Los transeúntes al margen, visibles en el video viral entre escombros y bicicletas, agregaron otro nivel de riesgo: cualquiera de ellos podría haber estado armado e intervenido de manera impredecible.
Quizás el aspecto más insidioso de este episodio es la minimización de la violencia aleatoria que impregna la narrativa de San Francisco bajo la dirección de Lurie.
Los funcionarios de la ciudad a menudo pregonan una caída general de la criminalidad, alrededor del 25 al 30 por ciento en períodos recientes.

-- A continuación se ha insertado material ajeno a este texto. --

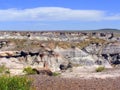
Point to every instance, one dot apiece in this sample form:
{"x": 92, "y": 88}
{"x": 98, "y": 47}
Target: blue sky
{"x": 59, "y": 14}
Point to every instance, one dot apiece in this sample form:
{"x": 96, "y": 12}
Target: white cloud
{"x": 55, "y": 14}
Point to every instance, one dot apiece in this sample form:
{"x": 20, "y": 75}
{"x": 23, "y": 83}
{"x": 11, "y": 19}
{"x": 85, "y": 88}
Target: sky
{"x": 59, "y": 14}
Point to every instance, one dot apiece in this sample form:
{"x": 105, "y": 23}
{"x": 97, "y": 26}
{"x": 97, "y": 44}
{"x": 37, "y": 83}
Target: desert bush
{"x": 100, "y": 69}
{"x": 15, "y": 83}
{"x": 29, "y": 70}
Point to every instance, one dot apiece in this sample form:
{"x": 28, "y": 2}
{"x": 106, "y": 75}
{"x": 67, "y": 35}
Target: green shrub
{"x": 55, "y": 74}
{"x": 100, "y": 69}
{"x": 15, "y": 83}
{"x": 2, "y": 68}
{"x": 29, "y": 70}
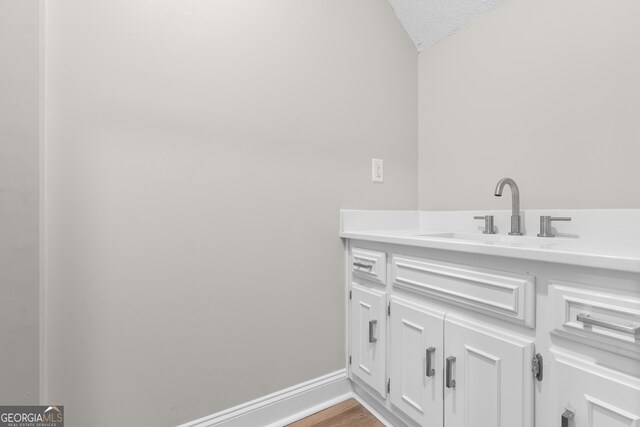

Se centran en reducir los robos de automóviles o aumentar las patrullas, mientras pasan por alto las amenazas actuales en áreas como Tenderloin.
Y las estadísticas muestran que San Francisco ha visto un aumento en los asesinatos desde principios de año.
Esta violencia no tiene como objetivo; puede estallar en cualquier momento y apuntar a cualquiera: un peatón, un turista o incluso el alcalde.
Los comentarios de Lurie después del incidente, simplemente señalando que los hombres “intentaron pelear con un oficial de policía” sin reflexionar más, ilustran los esfuerzos de la ciudad por restar importancia a las amenazas reales.
Esto fomenta una peligrosa complacencia, donde los líderes proyectan una imagen de una ciudad “en auge” con “buenas vibraciones”, ignorando cómo las crisis de salud mental, la adicción y la desesperación crean focos de peligro.
Tal negación no sólo pone en riesgo al público, sino que también erosiona la confianza de los residentes que enfrentan estos riesgos a diario.
Si el alcalde no puede reconocer el peligro en su propio patio trasero, ¿cómo puede abordarlo efectivamente a escala de toda la ciudad?
Richie Greenberg es un comentarista político que vive en San Francisco.